BACKGROUND: Pembrolizumab has efficacy in programmed death ligand 1 (PD-L1)-positive metastatic or unresectable cervical cancer that has progressed during chemotherapy. CONCLUSIONS: Progression-free and overall survival were significantly longer with pembrolizumab than with placebo among patients with persistent, recurrent, or metastatic cervical cancer who were also receiving chemotherapy with or without bevacizumab.

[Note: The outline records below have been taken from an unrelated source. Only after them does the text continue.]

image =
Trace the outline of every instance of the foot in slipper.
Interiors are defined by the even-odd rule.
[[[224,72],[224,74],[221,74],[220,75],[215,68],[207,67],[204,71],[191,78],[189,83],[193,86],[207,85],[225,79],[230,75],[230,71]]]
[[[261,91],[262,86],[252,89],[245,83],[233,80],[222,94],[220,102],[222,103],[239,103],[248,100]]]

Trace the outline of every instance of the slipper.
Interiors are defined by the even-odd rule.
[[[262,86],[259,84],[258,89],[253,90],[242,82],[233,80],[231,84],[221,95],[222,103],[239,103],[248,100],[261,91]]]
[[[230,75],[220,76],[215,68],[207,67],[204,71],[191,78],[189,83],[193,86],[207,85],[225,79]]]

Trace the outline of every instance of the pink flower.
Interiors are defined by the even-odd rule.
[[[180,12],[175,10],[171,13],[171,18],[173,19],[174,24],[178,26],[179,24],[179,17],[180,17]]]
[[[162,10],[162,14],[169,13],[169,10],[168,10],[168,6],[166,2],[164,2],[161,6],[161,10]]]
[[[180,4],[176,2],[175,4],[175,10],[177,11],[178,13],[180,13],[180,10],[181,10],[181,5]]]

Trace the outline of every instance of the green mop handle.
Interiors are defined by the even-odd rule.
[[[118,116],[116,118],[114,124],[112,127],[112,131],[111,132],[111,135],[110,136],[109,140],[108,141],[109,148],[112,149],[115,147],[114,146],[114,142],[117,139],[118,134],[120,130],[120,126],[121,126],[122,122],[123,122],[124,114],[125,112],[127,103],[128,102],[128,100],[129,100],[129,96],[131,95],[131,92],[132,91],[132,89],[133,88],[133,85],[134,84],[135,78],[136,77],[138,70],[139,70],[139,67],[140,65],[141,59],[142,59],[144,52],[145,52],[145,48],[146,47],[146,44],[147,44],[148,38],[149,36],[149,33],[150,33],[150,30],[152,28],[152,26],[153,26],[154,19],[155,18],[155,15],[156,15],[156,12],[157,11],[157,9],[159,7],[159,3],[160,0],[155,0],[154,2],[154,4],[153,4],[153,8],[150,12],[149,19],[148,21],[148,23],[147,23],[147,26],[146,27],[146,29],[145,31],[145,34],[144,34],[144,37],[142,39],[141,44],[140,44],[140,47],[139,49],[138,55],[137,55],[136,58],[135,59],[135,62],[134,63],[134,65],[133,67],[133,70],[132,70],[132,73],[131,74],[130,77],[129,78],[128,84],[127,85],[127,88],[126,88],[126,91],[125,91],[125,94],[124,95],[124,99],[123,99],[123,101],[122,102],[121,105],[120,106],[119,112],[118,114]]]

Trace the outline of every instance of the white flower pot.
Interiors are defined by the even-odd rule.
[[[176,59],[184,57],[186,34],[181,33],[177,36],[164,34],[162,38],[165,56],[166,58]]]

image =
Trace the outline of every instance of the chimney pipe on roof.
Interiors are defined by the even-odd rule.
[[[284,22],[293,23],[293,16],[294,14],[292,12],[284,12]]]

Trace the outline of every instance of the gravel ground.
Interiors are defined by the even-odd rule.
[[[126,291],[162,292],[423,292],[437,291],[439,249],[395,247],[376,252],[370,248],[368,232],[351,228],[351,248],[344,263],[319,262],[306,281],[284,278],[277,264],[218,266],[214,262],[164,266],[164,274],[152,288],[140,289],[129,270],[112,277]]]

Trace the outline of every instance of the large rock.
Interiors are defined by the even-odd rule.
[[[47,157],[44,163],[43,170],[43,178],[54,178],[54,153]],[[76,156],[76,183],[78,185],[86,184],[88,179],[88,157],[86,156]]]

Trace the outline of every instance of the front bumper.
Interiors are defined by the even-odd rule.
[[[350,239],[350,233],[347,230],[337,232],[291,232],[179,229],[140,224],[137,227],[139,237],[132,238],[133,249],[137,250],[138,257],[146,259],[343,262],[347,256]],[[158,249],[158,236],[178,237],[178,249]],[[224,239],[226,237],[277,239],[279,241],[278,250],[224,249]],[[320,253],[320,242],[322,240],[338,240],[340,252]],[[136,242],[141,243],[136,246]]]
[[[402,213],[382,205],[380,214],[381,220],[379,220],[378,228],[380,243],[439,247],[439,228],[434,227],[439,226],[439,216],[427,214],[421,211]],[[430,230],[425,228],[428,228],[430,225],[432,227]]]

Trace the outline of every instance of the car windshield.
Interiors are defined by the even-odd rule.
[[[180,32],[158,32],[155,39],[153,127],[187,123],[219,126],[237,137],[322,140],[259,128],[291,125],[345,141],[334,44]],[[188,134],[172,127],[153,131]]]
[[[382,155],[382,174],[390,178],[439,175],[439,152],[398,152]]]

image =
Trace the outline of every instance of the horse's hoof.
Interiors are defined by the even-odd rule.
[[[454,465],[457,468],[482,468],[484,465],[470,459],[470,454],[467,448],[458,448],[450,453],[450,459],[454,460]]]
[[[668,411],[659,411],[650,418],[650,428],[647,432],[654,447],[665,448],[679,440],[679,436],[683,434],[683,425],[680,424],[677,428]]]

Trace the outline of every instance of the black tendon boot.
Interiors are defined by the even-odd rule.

⚡ This is an original paraphrased summary — not copied from the abstract. Full paper available at the source link below.

Key Findings
  • 1 We assessed the relative benefit of adding pembrolizumab to chemotherapy with or without bevacizumab.
  • 2 METHODS: In a double-blind, phase 3 trial, we randomly assigned patients with persistent, recurrent, or metastatic cervical cancer in a 1:1 ratio to receive pembrolizumab (200 mg) or placebo every 3 weeks for up to 35 cycles plus platinum-based chemotherapy and, per investigator discretion, bevacizumab.
  • 3 The dual primary end points were progression-free survival and overall survival, each tested sequentially in patients with a PD-L1 combined positive score of 1 or more, in the intention-to-treat population, and in patients with a PD-L1 combined positive score of 10 or more.
Why It Matters

Understanding this could lead to better treatments, improved diagnostics, or a deeper grasp of how the human body works — benefiting patient care globally.